Spark¶
easy-db-lab supports provisioning Apache Spark clusters via AWS EMR for analytics workloads.
Enabling Spark¶
Spark is enabled during cluster initialization with the --spark.enable flag:
easy-db-lab init --spark.enable
Spark Configuration Options¶
| Option | Description | Default |
|---|---|---|
--spark.enable |
Enable Spark EMR cluster | false |
--spark.master.instance.type |
Master node instance type | m5.xlarge |
--spark.worker.instance.type |
Worker node instance type | m5.xlarge |
--spark.worker.instance.count |
Number of worker nodes | 3 |
Example with Custom Configuration¶
easy-db-lab init \
--spark.enable \
--spark.master.instance.type m5.2xlarge \
--spark.worker.instance.type m5.4xlarge \
--spark.worker.instance.count 5
Submitting Spark Jobs¶
Submit JAR-based Spark applications to your EMR cluster:
easy-db-lab spark submit \
--jar /path/to/your-app.jar \
--main-class com.example.YourMainClass \
--args "arg1 arg2"
Submit Options¶
| Option | Description | Required |
|---|---|---|
--jar |
Path to JAR file (local or s3://) | Yes |
--main-class |
Main class to execute | Yes |
--args |
Arguments for the Spark application | No |
--wait |
Wait for job completion | No |
--name |
Job name (defaults to main class) | No |
Using S3 for JARs¶
You can upload your JAR to S3 and reference it directly:
# Upload JAR to cluster S3 bucket
aws s3 cp your-app.jar s3://your-bucket/spark/your-app.jar
# Submit using S3 path
easy-db-lab spark submit \
--jar s3://your-bucket/spark/your-app.jar \
--main-class com.example.YourMainClass \
--wait
Checking Job Status¶
View Recent Jobs¶
List recent Spark jobs on the cluster:
easy-db-lab spark jobs
Options:
--limit- Maximum number of jobs to display (default: 10)
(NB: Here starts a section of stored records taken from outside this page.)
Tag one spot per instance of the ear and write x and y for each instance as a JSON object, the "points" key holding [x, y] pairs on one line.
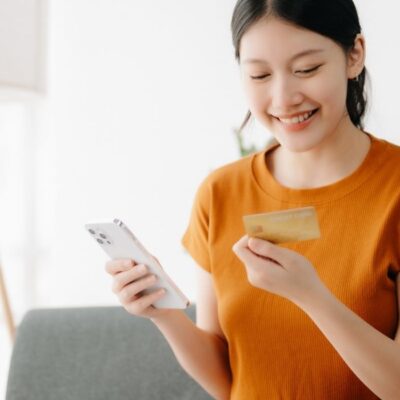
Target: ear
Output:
{"points": [[356, 57]]}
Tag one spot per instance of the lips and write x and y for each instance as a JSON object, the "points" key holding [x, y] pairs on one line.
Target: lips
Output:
{"points": [[297, 124], [307, 114]]}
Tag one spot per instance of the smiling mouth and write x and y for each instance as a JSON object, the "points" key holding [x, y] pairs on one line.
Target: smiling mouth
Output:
{"points": [[299, 119]]}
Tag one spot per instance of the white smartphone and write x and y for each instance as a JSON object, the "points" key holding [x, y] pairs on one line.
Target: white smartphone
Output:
{"points": [[118, 242]]}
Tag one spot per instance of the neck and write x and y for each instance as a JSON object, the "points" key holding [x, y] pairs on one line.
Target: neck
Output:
{"points": [[336, 157]]}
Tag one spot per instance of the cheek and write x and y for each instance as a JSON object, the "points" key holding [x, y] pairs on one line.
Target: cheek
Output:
{"points": [[331, 94]]}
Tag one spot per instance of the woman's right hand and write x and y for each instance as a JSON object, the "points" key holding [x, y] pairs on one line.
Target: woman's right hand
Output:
{"points": [[129, 280]]}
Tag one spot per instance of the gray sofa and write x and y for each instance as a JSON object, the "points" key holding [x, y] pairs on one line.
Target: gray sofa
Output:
{"points": [[95, 353]]}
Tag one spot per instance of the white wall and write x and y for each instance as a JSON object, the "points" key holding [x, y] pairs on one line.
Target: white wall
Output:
{"points": [[142, 99]]}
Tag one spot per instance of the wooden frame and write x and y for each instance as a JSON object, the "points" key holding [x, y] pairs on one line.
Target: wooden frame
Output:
{"points": [[6, 307]]}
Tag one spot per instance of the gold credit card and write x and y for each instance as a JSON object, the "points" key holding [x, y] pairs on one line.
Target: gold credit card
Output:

Check Specific Job Status¶
easy-db-lab spark status --step-id <step-id>
Without --step-id, shows the status of the most recent job.
Options:
--step-id- EMR step ID to check--logs- Download step logs (stdout, stderr)
Retrieving Logs¶
Download logs for a Spark job:
easy-db-lab spark logs --step-id <step-id>
Logs are automatically decompressed and include:
stdout.gz- Standard outputstderr.gz- Standard errorcontroller.gz- EMR controller logs
Architecture¶
When Spark is enabled, easy-db-lab provisions:
- EMR Cluster: Managed Spark cluster with master and worker nodes
- S3 Integration: Logs stored at
s3://<bucket>/spark/emr-logs/ - IAM Roles: Service and job flow roles for EMR operations
Timeouts and Polling¶
- Job Polling Interval: 5 seconds
- Maximum Wait Time: 4 hours
- Cluster Creation Timeout: 30 minutes
Spark with Cassandra¶
A common use case is running Spark jobs that read from or write to Cassandra. Use the Spark Cassandra Connector:
import com.datastax.spark.connector._
val df = spark.read
.format("org.apache.spark.sql.cassandra")
.options(Map("table" -> "my_table", "keyspace" -> "my_keyspace"))
.load()
Ensure your JAR includes the Spark Cassandra Connector dependency and configure the Cassandra host in your Spark application.